FortiGuard Labs said on October 11: “At the time of our investigation, two out of the three identified vulnerabilities were not publicly known.”

It described the campaign, identified during incident response, as “a prime example of how threat actors chain zero-day vulnerabilities to gain initial access to a victim’s network” detailing attacker behaviour like efforts to deploy a rootkit in the form of a Linux kernel object module. 

This was likely “to maintain kernel-level persistence on the CSA device, which may survive even a factory reset” it said, in line with other reports of separate Ivanti appliance exploitation by threat actors in February.

See also: The Big Interview with Eclypsium CEO Yuriy Bulygin

Florian Roth, a threat research veteran and creator of Sigma, THOR Scanner, LOKI, and other tools, had also been tracking the campaign.

He told The Stack that Fortinet’s blog had put victims at further risk by publishing uncensored details on attacker behaviour, including details of web shells on victim systems and attack paths when many remained unpatched. He said: “The web shells’ names published in the blog…  can be used to access and used to exfiltrate data or drop more tools to compromise the whole network of the victims.

Roth added: “We know of at least 40 different organisations in Europe alone with active web shells on their Ivanti devices” – these include 16 organisations in France, 11 Germany and two in the UK he said; across sectors ranging from “small airports, software, health, manufacturing…” 

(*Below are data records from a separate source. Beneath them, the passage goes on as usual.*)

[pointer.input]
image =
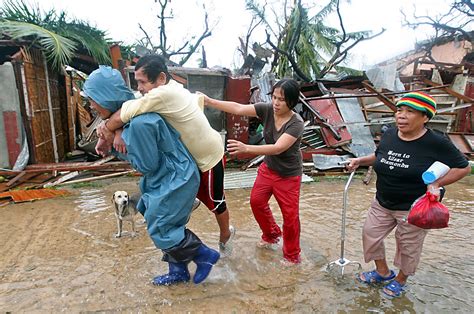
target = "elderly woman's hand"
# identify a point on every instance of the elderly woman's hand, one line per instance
(119, 144)
(103, 148)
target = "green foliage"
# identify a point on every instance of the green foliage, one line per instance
(81, 185)
(57, 35)
(315, 40)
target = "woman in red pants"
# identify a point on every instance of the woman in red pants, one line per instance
(281, 170)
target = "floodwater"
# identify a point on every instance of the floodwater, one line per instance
(60, 255)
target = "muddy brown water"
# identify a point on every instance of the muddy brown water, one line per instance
(60, 255)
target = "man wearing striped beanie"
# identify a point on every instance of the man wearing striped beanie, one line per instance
(419, 101)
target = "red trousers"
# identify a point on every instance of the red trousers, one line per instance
(286, 191)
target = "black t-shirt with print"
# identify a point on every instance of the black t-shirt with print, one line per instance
(290, 162)
(400, 164)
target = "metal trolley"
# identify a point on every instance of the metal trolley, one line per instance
(342, 261)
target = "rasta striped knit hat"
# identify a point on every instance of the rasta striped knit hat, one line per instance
(419, 101)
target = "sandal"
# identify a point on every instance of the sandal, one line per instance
(393, 289)
(373, 277)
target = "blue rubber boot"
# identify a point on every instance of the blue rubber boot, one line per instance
(205, 259)
(178, 273)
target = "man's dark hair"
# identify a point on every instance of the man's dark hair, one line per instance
(152, 66)
(290, 89)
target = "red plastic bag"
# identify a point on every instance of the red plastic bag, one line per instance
(427, 213)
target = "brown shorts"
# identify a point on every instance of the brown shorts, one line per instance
(211, 189)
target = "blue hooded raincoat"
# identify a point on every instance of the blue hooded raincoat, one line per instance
(170, 176)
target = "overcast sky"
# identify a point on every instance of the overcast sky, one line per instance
(120, 19)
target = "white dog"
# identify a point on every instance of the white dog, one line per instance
(125, 209)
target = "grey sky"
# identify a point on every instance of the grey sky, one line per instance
(120, 19)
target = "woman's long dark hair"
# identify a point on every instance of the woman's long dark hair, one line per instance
(290, 89)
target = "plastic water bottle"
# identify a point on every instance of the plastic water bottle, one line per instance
(434, 172)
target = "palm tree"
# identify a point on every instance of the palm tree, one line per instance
(60, 38)
(304, 44)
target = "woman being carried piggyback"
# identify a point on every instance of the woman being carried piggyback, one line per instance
(281, 170)
(403, 154)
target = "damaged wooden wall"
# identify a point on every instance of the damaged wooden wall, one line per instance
(44, 107)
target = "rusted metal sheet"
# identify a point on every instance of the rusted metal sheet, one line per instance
(237, 127)
(465, 121)
(238, 90)
(31, 195)
(12, 135)
(328, 109)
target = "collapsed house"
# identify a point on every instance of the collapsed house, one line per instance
(45, 120)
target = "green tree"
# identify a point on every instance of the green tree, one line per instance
(58, 36)
(304, 44)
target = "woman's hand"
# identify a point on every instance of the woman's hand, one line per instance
(119, 144)
(235, 147)
(354, 163)
(103, 148)
(434, 189)
(104, 133)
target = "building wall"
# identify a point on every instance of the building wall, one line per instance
(10, 117)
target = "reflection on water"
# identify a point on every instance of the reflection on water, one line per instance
(90, 270)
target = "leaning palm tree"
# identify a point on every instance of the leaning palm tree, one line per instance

As is so often the case for security researchers, contacting victims and alerting them to the fact that there are people with bad intentions squatting invisibly on their IT infrastructure is something of a fool’s errand: “It’s really hard to find someone at these organisations and companies that responds to contact attempts and understands the issues.” 

A FortiGuard Labs spokesperson told The Stack that it had been responsible: "The FortiGuard Labs Incident Response team communicated and collaborated with Ivanti and followed their guidance on when to make this research publicly available. As part of our dedication to responsible threat research and disclosure, we also sent an advanced notification to our public and private threat sharing partners. By coordinating timing with Ivanti in advance, and sharing the IOCs and TTPs from this investigation, our aim is to help those that are potentially affected quickly identify and remediate issues in their environments” it said in an emailed statement.